U.S. Pat. No. 4,507,974 (the '974 patent) titled METHOD AND APPARATUS FOR MEASURING FLOW, issued to Mark L. Yelderman, describes the application of a pseudo-random sequence of heat pulses to the measurement of cardiac output. The output of the downstream temperature sensor is cross-correlated with the pseudo-random sequence. The correlation materially reduces the effects of high-frequency thermal noise and a reasonable estimate of the thermal pulse signal can be obtained in five to eight minutes.
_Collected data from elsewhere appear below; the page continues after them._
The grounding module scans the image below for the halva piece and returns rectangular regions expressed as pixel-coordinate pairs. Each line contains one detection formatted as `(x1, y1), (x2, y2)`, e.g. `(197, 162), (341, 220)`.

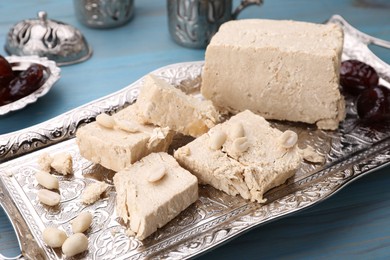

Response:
(51, 153), (73, 175)
(37, 152), (73, 175)
(136, 74), (220, 137)
(81, 181), (109, 205)
(174, 110), (302, 203)
(113, 152), (198, 240)
(76, 105), (174, 172)
(201, 19), (345, 130)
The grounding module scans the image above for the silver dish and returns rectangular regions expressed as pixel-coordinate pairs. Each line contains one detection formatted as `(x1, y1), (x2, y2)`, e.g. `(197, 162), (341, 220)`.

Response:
(1, 15), (390, 260)
(0, 55), (61, 116)
(5, 11), (92, 66)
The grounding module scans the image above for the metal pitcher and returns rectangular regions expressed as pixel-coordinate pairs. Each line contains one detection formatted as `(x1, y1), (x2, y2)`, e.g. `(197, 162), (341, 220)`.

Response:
(167, 0), (263, 48)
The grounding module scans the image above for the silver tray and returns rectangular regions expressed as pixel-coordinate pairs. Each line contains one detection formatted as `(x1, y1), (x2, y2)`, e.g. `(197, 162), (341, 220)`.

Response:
(1, 15), (390, 260)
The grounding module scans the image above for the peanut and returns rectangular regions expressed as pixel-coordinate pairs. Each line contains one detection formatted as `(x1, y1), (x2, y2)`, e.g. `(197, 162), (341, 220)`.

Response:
(147, 165), (166, 183)
(62, 233), (88, 257)
(209, 130), (227, 150)
(231, 122), (245, 139)
(38, 189), (61, 206)
(278, 130), (298, 148)
(35, 171), (59, 190)
(96, 113), (115, 129)
(232, 137), (249, 153)
(42, 227), (67, 248)
(71, 212), (93, 233)
(115, 119), (140, 133)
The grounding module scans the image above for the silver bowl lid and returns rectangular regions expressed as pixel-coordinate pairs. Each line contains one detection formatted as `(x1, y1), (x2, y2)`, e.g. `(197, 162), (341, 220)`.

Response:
(4, 11), (93, 66)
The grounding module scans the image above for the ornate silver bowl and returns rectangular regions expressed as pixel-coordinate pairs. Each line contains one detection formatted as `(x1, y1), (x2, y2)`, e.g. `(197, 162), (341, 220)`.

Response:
(0, 55), (61, 116)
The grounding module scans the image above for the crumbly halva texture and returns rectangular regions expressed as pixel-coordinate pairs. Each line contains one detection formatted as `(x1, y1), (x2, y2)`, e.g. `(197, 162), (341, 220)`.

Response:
(113, 152), (198, 240)
(76, 105), (174, 172)
(81, 181), (109, 205)
(38, 152), (73, 175)
(38, 152), (53, 172)
(51, 153), (73, 175)
(174, 110), (302, 203)
(201, 19), (345, 130)
(136, 74), (220, 137)
(300, 146), (325, 164)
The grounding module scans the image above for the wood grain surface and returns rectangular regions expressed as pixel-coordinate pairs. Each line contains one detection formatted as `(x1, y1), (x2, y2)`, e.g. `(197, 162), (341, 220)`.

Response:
(0, 0), (390, 259)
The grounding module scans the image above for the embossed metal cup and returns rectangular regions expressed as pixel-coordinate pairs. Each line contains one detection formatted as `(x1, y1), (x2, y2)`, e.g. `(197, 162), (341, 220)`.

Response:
(167, 0), (263, 48)
(73, 0), (134, 29)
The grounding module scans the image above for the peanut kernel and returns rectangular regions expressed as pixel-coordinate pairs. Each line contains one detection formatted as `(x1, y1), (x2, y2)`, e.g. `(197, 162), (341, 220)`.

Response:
(279, 130), (298, 148)
(38, 189), (61, 206)
(62, 233), (88, 257)
(115, 119), (140, 133)
(35, 171), (59, 190)
(209, 130), (227, 150)
(232, 137), (249, 153)
(231, 122), (245, 139)
(96, 113), (115, 129)
(147, 165), (166, 183)
(71, 212), (93, 233)
(42, 227), (67, 248)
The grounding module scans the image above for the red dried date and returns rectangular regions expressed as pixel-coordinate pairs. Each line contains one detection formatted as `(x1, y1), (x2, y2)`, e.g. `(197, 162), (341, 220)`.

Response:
(340, 59), (379, 96)
(8, 64), (44, 98)
(0, 55), (15, 89)
(0, 64), (45, 106)
(356, 85), (390, 123)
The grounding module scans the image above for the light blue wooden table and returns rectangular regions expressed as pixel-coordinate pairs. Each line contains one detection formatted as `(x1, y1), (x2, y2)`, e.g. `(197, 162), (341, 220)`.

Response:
(1, 0), (390, 259)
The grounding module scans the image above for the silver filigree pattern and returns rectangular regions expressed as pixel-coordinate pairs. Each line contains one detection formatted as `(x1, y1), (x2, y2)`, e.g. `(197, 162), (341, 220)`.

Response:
(1, 15), (390, 259)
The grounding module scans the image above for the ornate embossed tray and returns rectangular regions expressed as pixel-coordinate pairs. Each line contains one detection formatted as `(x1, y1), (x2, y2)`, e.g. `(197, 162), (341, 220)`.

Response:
(1, 15), (390, 260)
However, low-frequency noise, primarily resulting from the effects of respiration is not reduced by this method.
U.S. Pat. No. 5,146,414 (the “'414 patent”), for a METHOD AND APPARATUS FOR CONTINUOUSLY MEASURING VOLUMETRIC FLOW, issued to Russell McKowan et al., describes a complex system for reducing low-frequency noise in thermal pulse measurements by matching the length of the pseudo-random sequence to a multiple of the respiration period. A reduction of the baseline artifact is obtained by estimating the artifact and subtracting it from the detected signal. This method works well when a patient is on a ventilator that imposes a uniform respiration rate. However, it is not easily applied to the irregular patterns that characterize normal respiration. Moreover, the baseline estimation described in the '414 patent is based on polynomial fitting to discrete points separated by 1–2 minutes, which provides only a rough estimate of very-low-frequency base line fluctuations and it thus introduces a significant delay before the thermal signal can be processed.